Bishop Brooks took up his work with his wonted earnestness and zeal. "The amount of speaking that he did was appalling," says Bishop William Lawrence; "four to seven sermons and addresses on a Sunday, with sermons, addresses, and speeches in quick succession through the week."

"He was the most unselfish man I ever knew," says his secretary. "He was always sacrificing himself for others. Not only did he never speak of himself, but he never even thought of himself." He seemed never to waste a moment of time, and yet had time for everything.
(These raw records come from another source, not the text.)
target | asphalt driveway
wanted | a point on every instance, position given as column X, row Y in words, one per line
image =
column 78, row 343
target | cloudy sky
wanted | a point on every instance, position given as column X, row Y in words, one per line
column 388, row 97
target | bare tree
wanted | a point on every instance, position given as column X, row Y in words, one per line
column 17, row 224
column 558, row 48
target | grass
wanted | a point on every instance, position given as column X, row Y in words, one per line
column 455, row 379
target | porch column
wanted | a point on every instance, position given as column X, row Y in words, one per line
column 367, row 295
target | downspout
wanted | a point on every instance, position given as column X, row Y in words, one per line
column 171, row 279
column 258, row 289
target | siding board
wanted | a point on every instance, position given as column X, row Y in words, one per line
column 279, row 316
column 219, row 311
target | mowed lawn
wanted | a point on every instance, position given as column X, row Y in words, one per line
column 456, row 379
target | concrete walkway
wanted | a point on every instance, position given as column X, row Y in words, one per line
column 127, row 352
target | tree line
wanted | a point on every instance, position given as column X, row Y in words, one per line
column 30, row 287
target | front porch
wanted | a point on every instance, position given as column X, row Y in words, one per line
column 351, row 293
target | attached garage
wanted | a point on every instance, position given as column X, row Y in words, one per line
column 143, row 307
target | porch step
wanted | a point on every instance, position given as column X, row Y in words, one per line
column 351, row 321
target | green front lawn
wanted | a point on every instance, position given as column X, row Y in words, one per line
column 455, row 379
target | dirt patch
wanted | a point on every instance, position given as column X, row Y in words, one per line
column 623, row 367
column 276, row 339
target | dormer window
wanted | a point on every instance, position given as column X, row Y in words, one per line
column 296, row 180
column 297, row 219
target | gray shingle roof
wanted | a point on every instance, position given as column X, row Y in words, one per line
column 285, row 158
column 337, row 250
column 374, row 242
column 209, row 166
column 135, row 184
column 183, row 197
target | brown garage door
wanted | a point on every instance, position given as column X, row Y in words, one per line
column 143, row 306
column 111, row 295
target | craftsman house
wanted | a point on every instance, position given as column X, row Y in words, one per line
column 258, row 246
He was careful always to keep appointments promptly.

Bishop Brooks lived the frankness which he preached. "To keep clear of concealment," he said, "to keep clear of the need of concealment, to do nothing which he might not do out on the middle of Boston Common at noonday—I cannot say how more and more that seems to me to be the glory of a young man's life. It is an awful hour when the first necessity of hiding anything comes. The whole life is different thenceforth."

Phillips Brooks kept his warm heart through life. "Sentiment," he said, "is the finest essence of the human life. It is, like all the finest things, the easiest to spoil.... Let him glow with admiration, let him burn with indignation, let him believe with intensity, let him trust unquestioningly, let him sympathize with all his soul. The hard young man is the most terrible of all. To have a skin at twenty that does not tingle with indignation at the sight of wrong, and quiver with pity at the sight of pain, is monstrous." He thought a young man should "go responsive through the world, answering quickly to every touch, knowing the burdened man's burden just because of the unpressed lightness of his own shoulders, ... buoyant through all his unconquerable hope, overcoming the world with his exuberant faith.... Be not afraid of sentiment, but only of untruth. Trust your sentiments, and so be a man."

Phillips Brooks urged the joy which he always showed in his own life. "Joy, not sadness, is the characteristic fact of young humanity. To know this, to keep it as the truth to which the soul constantly returns,—that is the young man's salvation. Whatever young depression there is, there must be no young despair. In the morning, at least, it must seem a fine thing to live."

He loved his work better than all else on earth. He wrote a friend in England, "I have had a delightful life; and the last twenty years of it, which I have spent in Trinity Church, have been unbroken in their happiness."

Bishop Brooks was courageous. In his sermon, "The Man with Two Talents," he says, "To do great things in spite of difficulties, that is a very bugle-call to many men."